Title: High-throughput Crystallization Pipeline at the Crystallography Platform of the Institut Pasteur
Author: Ahmed Haouz
Affiliation: Institut Pasteur, Plateforme de Cristallographie, CNRS‐UMR 3528, Paris, France
Email: ahmed.haouz@pasteur.fr
Abstract: The availability of whole genome sequence data, made possible by significant advances in DNA sequencing technology, led to the emergence of structural genomics projects. These projects have not only greatly increased the number of 3-D structures deposited in the Protein Data Bank during the last two decades, but also influenced the strategy used by the crystallographic community by introducing automation in most stages of the structure-determination pipeline (cloning, expression, purification, crystallization and synchrotron X-ray data collection). Today, dedicated crystallization facilities, many of them open to the general user community, are capable of setting up thousands of screening trials per day. We present here a review of current methods for high-throughput crystallization and procedures to obtain suitable crystals for X-ray diffraction studies. An overview of our results and current technologies available in the crystallography platform at the Institut Pasteur (Paris) is presented as an example.

Title: Structural insights into the regulation mechanism of small GTPase by GEFs
Authors: Sachiko Toma-Fukai1 and Toshiyuki Shimizu2
Affiliations: 1Graduate School of Science and Technology, Nara Institute of Science and Technology, 8916-5 Takayama-cho, Ikoma, Nara 630-0192, Japan; 2Graduate School of Pharmaceutical Sciences, The University of Tokyo, 7-3-1 Hongo, Bunkyo-ku, Tokyo 113-0033, Japan.
Emails: shimizu@mol.f.u-tokyo.ac.jp; toma@ms.naist.jp
Abstract: Small GTPases are key regulators in cellular events, and their dysfunction causes many types of cancer. The core domain of small GTPases, the G-domain, is composed of three conserved motifs: the phosphate-binding loop (P-loop), switch I, and switch II. These three motifs cooperatively recognize guanine nucleotides and are responsible for GTPase activity. The intrinsic GTP hydrolysis activities of small GTPases are generally low, and they are accelerated by GTPase-activating proteins (GAPs). Guanine-nucleotide exchange factors (GEFs) promote GDP dissociation from small GTPases so that they can bind GTP. When GDP is released from small GTPases and GTP binds to them, a conformational rearrangement of switch I and switch II regions that allows binding to the gamma phosphate occurs and enables small GTPase to interact with downstream effectors. The GTPase switch is turned on by GEF and turned off by GAP. For several decades, crystal structures of many GEFs and GAP have been reported and have shown structural diversity of them. Recently several atypical GEF structures had been reported and reveal their ingenious GEF mechanism. In this review, we focused of the latest structural studies of GEF. To know the variety of GEF mechanism based on atomic resolution structure would provide us the new approach to drug discovery.

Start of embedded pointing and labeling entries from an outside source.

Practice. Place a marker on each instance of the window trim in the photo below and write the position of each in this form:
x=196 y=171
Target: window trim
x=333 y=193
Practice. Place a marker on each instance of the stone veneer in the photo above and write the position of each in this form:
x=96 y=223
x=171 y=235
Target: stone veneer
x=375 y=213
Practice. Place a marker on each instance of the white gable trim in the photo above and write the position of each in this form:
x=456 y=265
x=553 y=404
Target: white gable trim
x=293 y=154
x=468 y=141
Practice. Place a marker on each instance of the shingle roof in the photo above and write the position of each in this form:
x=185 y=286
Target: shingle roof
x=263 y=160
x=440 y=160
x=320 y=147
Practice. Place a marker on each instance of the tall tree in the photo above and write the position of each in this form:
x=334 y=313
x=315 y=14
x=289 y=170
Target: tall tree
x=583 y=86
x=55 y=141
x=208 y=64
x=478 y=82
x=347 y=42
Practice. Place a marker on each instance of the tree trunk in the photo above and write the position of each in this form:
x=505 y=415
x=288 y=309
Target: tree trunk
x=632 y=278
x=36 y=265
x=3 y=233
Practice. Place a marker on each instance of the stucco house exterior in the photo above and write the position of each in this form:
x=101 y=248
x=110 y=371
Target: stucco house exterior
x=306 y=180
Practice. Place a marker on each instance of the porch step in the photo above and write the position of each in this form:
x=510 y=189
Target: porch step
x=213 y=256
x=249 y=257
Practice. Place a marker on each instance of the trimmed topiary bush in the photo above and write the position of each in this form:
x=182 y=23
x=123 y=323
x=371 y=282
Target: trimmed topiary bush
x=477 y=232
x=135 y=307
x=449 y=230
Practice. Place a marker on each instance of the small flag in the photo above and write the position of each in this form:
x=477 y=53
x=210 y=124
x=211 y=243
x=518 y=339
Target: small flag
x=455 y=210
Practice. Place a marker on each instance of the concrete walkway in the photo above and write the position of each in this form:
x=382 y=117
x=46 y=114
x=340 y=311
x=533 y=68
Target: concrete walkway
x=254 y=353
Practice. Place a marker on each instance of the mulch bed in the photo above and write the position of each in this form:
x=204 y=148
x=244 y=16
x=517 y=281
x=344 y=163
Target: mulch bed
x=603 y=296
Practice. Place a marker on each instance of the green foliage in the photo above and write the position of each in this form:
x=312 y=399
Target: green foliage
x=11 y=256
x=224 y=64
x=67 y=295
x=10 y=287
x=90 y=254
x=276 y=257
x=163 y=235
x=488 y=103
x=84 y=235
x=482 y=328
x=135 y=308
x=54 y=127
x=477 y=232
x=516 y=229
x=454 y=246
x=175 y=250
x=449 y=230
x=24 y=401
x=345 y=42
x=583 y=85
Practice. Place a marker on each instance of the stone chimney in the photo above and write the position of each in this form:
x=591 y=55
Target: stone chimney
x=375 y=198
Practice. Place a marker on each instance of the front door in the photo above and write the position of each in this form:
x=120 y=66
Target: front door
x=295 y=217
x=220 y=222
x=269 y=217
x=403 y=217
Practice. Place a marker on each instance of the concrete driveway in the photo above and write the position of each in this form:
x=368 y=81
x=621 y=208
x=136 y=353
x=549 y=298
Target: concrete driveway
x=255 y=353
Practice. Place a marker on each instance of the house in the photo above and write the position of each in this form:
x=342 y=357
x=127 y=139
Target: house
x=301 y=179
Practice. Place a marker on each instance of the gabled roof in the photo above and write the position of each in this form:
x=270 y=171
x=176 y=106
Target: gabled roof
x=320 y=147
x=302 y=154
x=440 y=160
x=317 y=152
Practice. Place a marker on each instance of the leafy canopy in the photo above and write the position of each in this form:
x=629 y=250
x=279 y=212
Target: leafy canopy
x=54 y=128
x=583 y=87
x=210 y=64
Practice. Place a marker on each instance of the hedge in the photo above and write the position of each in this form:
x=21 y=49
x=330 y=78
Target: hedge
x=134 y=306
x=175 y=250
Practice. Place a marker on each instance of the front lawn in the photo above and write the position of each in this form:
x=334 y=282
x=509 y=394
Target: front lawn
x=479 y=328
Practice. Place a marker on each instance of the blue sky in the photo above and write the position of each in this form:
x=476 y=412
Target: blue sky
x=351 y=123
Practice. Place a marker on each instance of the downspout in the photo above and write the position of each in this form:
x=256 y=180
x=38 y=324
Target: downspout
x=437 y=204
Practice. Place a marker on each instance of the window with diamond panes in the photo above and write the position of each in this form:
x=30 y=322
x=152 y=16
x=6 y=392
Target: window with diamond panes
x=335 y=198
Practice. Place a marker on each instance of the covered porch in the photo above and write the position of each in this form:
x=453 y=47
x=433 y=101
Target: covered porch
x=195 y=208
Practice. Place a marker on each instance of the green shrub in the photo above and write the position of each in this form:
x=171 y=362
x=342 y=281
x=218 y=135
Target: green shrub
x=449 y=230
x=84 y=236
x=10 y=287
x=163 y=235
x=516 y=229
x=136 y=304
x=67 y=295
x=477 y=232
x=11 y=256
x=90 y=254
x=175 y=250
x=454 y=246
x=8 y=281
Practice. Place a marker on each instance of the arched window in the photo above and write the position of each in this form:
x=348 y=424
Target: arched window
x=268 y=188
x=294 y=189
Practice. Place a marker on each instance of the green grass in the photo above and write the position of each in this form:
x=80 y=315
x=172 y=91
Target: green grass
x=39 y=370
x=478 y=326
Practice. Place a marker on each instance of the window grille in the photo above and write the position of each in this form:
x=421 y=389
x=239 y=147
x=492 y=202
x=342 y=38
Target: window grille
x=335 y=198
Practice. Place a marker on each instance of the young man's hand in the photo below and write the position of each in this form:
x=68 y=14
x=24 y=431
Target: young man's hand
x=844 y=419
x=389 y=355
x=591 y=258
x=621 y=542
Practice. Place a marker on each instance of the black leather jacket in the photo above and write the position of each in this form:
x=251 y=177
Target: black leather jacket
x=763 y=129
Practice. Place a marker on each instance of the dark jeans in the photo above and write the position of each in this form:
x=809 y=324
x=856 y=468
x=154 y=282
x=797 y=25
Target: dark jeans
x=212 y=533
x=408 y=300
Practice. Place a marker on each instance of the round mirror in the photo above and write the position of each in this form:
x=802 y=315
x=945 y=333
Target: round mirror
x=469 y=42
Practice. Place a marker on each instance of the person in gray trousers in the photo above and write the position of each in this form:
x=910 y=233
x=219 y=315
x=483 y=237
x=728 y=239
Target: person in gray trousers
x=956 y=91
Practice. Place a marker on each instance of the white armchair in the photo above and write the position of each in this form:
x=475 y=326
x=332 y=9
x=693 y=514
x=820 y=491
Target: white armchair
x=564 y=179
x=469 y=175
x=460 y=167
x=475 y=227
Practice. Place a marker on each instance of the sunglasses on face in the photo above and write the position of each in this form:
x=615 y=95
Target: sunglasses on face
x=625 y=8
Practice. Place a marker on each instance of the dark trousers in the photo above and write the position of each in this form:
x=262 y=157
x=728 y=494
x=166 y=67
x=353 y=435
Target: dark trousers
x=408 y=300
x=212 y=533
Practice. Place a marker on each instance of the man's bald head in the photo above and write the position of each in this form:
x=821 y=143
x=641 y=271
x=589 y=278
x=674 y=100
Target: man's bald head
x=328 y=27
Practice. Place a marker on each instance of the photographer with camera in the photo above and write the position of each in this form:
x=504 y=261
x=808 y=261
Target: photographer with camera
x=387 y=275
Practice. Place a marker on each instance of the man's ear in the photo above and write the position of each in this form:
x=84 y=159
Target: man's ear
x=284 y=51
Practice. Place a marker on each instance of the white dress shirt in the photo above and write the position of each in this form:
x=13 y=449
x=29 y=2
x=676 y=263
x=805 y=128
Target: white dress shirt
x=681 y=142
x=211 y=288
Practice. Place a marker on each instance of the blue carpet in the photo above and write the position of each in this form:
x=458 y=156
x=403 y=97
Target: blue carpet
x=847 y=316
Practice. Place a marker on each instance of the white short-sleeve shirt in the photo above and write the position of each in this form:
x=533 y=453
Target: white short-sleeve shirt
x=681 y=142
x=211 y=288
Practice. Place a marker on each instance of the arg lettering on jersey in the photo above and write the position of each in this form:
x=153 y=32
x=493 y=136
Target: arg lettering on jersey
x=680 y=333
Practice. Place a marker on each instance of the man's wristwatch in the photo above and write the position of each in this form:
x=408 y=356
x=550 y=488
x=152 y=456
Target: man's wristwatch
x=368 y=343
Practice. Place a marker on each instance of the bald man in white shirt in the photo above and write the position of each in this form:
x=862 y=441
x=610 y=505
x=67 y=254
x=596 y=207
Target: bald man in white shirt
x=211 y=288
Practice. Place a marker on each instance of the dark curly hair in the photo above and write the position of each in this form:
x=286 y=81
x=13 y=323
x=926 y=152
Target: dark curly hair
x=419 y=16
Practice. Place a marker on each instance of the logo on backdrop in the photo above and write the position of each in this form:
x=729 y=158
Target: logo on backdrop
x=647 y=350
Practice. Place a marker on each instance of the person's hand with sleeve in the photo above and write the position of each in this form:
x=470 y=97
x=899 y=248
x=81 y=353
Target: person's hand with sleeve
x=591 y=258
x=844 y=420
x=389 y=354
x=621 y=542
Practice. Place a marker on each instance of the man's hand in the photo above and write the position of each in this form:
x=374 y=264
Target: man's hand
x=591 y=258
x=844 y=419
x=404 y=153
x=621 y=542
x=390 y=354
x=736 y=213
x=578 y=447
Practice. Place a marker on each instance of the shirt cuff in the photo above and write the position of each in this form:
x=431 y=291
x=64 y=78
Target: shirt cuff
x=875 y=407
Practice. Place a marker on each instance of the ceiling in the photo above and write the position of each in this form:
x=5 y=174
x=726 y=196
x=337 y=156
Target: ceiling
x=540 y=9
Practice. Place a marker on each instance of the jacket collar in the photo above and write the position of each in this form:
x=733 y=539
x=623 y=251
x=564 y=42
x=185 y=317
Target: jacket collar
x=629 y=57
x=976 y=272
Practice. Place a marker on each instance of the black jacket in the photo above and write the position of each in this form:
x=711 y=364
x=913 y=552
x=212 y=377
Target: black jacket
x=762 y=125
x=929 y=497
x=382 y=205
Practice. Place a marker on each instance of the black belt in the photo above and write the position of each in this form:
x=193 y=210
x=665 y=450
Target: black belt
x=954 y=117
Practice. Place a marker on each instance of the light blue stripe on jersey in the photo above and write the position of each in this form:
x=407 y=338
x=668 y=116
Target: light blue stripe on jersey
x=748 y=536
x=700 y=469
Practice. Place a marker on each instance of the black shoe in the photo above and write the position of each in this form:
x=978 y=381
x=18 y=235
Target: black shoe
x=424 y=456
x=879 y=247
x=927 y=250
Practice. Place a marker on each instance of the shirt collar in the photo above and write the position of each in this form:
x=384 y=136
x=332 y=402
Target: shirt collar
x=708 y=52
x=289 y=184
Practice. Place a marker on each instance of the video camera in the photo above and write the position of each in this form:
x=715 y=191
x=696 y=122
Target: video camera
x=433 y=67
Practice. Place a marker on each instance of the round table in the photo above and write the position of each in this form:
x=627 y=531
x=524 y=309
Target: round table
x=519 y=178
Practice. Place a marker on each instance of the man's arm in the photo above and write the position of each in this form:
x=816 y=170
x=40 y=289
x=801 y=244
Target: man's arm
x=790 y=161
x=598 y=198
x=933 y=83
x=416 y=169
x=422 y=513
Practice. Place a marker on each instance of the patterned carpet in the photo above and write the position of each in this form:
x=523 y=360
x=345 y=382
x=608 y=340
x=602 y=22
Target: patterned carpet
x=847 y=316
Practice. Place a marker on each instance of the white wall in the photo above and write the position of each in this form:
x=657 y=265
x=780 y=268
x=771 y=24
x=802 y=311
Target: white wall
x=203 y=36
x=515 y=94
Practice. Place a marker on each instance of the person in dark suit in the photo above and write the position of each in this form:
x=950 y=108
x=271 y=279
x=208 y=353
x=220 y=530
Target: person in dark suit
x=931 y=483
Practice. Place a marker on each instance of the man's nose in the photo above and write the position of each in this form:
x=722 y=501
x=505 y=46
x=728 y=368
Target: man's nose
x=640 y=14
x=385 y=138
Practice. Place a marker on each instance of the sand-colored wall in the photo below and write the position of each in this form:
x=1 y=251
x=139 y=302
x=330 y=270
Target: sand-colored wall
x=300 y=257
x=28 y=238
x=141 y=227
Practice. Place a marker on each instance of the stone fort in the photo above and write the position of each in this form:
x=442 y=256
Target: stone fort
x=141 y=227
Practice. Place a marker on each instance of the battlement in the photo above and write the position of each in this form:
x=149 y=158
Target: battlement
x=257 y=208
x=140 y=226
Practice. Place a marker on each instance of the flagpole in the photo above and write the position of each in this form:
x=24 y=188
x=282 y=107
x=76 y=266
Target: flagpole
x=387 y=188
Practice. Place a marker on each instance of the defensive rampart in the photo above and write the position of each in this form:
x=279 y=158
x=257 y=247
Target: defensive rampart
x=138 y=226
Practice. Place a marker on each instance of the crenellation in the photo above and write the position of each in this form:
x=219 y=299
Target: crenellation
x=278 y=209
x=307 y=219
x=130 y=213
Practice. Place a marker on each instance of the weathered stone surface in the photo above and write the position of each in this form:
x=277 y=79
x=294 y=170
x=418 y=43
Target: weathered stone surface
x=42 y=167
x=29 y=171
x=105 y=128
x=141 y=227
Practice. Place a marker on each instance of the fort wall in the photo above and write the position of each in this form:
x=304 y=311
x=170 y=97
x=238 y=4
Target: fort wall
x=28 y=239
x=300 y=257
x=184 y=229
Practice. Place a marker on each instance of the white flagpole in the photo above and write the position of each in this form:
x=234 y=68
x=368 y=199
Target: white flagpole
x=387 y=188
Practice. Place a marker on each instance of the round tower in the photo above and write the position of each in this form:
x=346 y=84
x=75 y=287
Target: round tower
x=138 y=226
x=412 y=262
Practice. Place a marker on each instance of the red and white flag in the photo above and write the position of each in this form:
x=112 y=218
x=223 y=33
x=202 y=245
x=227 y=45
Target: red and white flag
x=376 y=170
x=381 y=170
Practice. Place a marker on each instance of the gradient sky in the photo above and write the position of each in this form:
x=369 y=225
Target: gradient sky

Title: Protein Crystallography and Drug Discovery
Authors: Laurent Maveyraud and Lionel Mourey
Affiliation: Institut de Pharmacologie et de Biologie Structurale, IPBS, Université de Toulouse, CNRS, UPS, Toulouse, France
Email: laurent.maveyraud@ipbs.fr
Abstract: With the advent of structural biology in the drug discovery process, medicinal chemists gained the opportunity to use detailed structural information in order to progress screening hits into leads or drug candidates. X-ray crystallography has proven to be an invaluable tool in this respect, as it is able to provide exquisitely comprehensive structural information about the interaction of a ligand with a pharmacological target. As fragment-based drug discovery emerged in the recent years, X-ray crystallography has also become a powerful screening technology, able to provide structural information on complexes involving low-molecular weight compounds, despite weak binding affinities. Given the low numbers of compounds needed in a fragment library, compared to the hundreds of thousand usually present in drug-like compound libraries, it now becomes feasible to screen a whole fragment library using X-ray crystallography, providing a wealth of structural details that will fuel the fragment to drug process. Here, we review theoretical and practical aspects as well as the pros and cons of using X-crystallography in the drug discovery process.